Since last summer, well over half of firms surveyed (58 per cent) adapted their approach, such as revising their service offering and office locations, and reducing expenditures and staff numbers.
Unsurprisingly, redundancies took place – 53 per cent had made people redundant by December because of the pandemic, although nearly 73 per cent had recruited across the same period.
Karen Hain (pictured), MHA’s head of professional practices, said the results demonstrate that UK firms have been able to adapt their commercial operations in the second half of 2020 and overcome the challenges of covid-19.
She commented: “The wildly pessimistic expectations many of us had at the beginning of the first lockdown have thankfully not come to pass and profits and legal fees have now stabilised and even increased for many firms.” She said many firms made “immediate decisions to reduce expenditure generating additional profits”.

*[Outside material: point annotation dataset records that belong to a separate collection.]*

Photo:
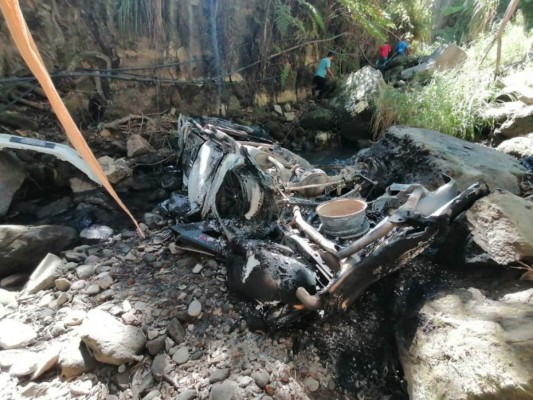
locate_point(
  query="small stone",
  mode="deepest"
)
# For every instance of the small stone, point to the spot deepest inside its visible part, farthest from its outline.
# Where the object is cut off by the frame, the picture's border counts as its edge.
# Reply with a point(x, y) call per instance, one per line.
point(81, 388)
point(92, 260)
point(244, 381)
point(159, 365)
point(14, 334)
point(85, 271)
point(62, 284)
point(105, 280)
point(197, 268)
point(24, 365)
point(176, 331)
point(181, 356)
point(311, 384)
point(223, 391)
point(78, 285)
point(62, 299)
point(195, 308)
point(58, 329)
point(8, 298)
point(46, 360)
point(45, 274)
point(188, 394)
point(96, 233)
point(261, 378)
point(74, 317)
point(75, 359)
point(156, 345)
point(14, 280)
point(8, 357)
point(92, 290)
point(219, 375)
point(154, 394)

According to MHA, 87 of law firms had utilised the government job retention scheme by May 2020 and Hain commented that furlough payments reduced outgoings leading to better profits than expected.
But she sounded a note of caution: “Whilst the results of the survey are promising, we shouldn’t lose sight that cash remains king. Debts due from clients has disappointingly increased and it is imperative that firms do not lose the benefit of the improvements in hours logged, expenses reduced, and better profits, by not collecting their unpaid bills faster.”
Responding to the research, Viv Williams of Viv Williams Consulting said: “This survey indicates some optimism amongst the participants against a background of furlough, redundancies and general cost-cutting.
“We have also seen a buoyant conveyancing income stream partially based on the Government stamp duty holiday which is due to end next month. Additionally, private client and, sadly, probate has also generated good income.”
He said there is no doubt firms have been working exceptionally well during the second half of 2020, but added: “We are now entering a new phase with the vaccine program accelerating, yet stamp duty could well have an impact on conveyancing income. A lot depends on what the rest of 2021 holds for us – will we see a recession?
“The more retail and leisure failures we see, the more we’ll see increased unemployment and buyers' ability to purchase legal services.”
Williams added: “We must remain cautious and plan for what could be ahead. However, it's nice to see some optimism for a change.”